Thanks for gathering the detailed profiles above. Now the next step is to compare that to Tracy profiles of how IREE is spending its time. I see the tracy trace and disassembly that you shared above 2 days ago, so now the next step is to look into that.
Any idea what I may be missing?
@mariecwhite Could you check whether you have this change:
- https://github.com/llvm/llvm-project/pull/70039
(see the update in LowerVectorContract.cpp).
We did find that using any of the sve flags resulted in compiler errors for many workloads.
sve
and "scalable vectors" support is new and still incomplete.

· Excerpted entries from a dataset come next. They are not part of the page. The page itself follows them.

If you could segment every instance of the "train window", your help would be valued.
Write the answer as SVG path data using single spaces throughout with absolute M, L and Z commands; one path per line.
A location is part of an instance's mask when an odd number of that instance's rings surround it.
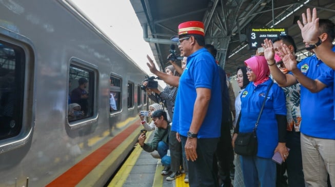
M 69 78 L 69 122 L 92 116 L 95 94 L 93 71 L 71 64 Z
M 142 90 L 141 89 L 141 85 L 137 85 L 137 106 L 140 106 L 142 97 Z
M 145 105 L 146 104 L 147 104 L 147 92 L 143 91 L 143 104 Z
M 115 112 L 121 110 L 121 79 L 111 75 L 109 81 L 109 111 Z
M 0 139 L 22 128 L 25 54 L 20 47 L 0 41 Z
M 134 83 L 128 82 L 128 108 L 134 106 Z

We are slowly patching various bits that make invalid assumptions about "scalability", but it will take a few more months. ATM I wouldn't use sve
for anything beyond a plain Matmul.
Having said that, bug reports and repros are very welcome :)
I re-ran VIT at head (1f6c162fb) and confirmed that https://github.com/llvm/llvm-project/pull/70039 is included. It's slightly slower than the results reported in https://github.com/openxla/iree/issues/15399#issuecomment-1793047375.
IREE
Model | Threads | Latency |
---|---|---|
VIT_CLASSIFICATION_INT8_TFLITE_3X224X224XINT8 | 1 | 814 |
VIT_CLASSIFICATION_INT8_TFLITE_3X224X224XINT8 | 4 | 365 |
VIT_CLASSIFICATION_INT8_TFLITE_3X224X224XINT8 | 5 | 259 |
Feature flags used: --iree-llvmcpu-target-cpu-features=+fp-armv8,+neon,+crc,+lse,+rdm,+ras,+rcpc,+dotprod,+v9a,+sb,+ssbs,+fullfp16,+fp16fml,+i8mm,+bf16,+flagm
@bjacob Is there a way to tweak the number of threads used for ukernels? I'm wondering if we don't create too many of them with too little work in each of them.